When he galloped into Lexington.

 

He saw the gilded weathercock

 

Swim in the moonlight as he passed,

 

And the meeting-house windows, blank and bare,

 

Gaze at him with a spectral glare,

 

As if they already stood aghast

 

At the bloody work they would look upon.

 

“It was two by the village clock—and yes, I hear the clock chiming in the first lines, be quiet!” He had in fact drawn breath, but not to interrupt, only because he’d suddenly realized he’d been holding it. “It was two by the village clock,” she repeated,

 

“When he came to the bridge in Concord town.

 

He heard the bleating of the flock,

 

And the twitter of birds among the trees,

 

And felt the breath of the morning breeze

 

Blowing over the meadow brown.

 

And one was safe and asleep in his bed

 

Who at the bridge would be first to fall,

 

Who that day would be lying dead,

 

Pierced by a British musket ball.

 

“You know the rest.” She stopped abruptly, her hand tight on his.

 

From one moment to the next, the character of the night had changed. The stillness of the small hours had ceased, and a breath of wind moved through the trees outside. All of a sudden, the night was alive again, but dying now, rushing toward dawn.

 

If not actively twittering, the birds were wakeful; something called, over and over, in the nearby wood, high and sweet. And above the stale, heavy scent of the fire, he breathed the wild clean air of morning, and felt his heart beat with sudden urgency.

 

“Tell me the rest,” he whispered.

 

He saw the shadows of men in the trees, the stealthy knocking on doors, the low-voiced, excited conferences—and all the while, the light growing in the east.

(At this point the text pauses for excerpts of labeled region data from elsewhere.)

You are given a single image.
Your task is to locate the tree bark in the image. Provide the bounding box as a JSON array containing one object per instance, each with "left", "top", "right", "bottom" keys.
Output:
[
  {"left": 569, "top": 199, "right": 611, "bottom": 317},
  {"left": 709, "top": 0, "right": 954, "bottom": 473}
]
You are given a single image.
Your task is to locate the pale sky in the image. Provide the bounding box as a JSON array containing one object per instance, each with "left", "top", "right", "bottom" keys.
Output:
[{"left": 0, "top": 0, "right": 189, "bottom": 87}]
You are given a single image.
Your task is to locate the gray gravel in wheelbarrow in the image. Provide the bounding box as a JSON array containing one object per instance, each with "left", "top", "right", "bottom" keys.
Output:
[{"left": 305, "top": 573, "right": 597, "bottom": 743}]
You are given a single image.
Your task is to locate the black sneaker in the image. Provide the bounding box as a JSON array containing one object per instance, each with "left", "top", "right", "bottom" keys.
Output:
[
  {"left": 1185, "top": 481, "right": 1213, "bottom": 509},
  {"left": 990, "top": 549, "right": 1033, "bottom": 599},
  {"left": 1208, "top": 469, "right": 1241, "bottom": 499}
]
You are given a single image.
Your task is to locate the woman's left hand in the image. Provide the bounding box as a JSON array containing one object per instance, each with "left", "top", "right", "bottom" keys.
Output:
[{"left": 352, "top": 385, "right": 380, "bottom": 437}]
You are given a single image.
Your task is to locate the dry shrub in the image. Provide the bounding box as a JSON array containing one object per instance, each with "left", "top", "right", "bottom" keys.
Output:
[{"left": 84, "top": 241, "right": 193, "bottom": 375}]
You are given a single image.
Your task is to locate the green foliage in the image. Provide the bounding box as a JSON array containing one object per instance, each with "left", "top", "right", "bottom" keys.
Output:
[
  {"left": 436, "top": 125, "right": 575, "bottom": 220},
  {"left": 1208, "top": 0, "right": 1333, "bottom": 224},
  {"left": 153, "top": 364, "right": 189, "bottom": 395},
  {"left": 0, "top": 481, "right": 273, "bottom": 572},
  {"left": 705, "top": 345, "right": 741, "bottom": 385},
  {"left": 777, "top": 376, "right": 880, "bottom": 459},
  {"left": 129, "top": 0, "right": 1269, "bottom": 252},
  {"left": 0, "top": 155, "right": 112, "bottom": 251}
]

The lap of water and creak of oars, the sound of restless kine lowing to be milked, and on the rising breeze the smell of men, stale with sleep and empty of food, harsh with black powder and the scent of steel.

 

And without thinking, pulled his hand from his wife’s grasp, rolled over her, and pulling up the shift from her thighs, took her hard and fast, in vicarious sharing of that mindless urge to spawn that attended the imminent presence of death.

 

Lay on her trembling, the sweat drying on his back in the breeze from the window, heart thumping in his ears. For the one, he thought. The one who would be the first to fall. The poor sod who maybe hadn’t swived his wife in the dark and taken the chance to leave her with child, because he had no notion what was coming with the dawn. This dawn.

 

Brianna lay still under him; he could feel the rise and fall of her breath, powerful ribs that lifted even under his weight.

 

“You know the rest,” she whispered.

 

“Bree,” he said very softly. “I would sell my soul to be there now.”

 

“Shh,” she said, but her hand rose, and settled on his back in what might be benediction. They lay still, watching the light grow by degrees, keeping silence.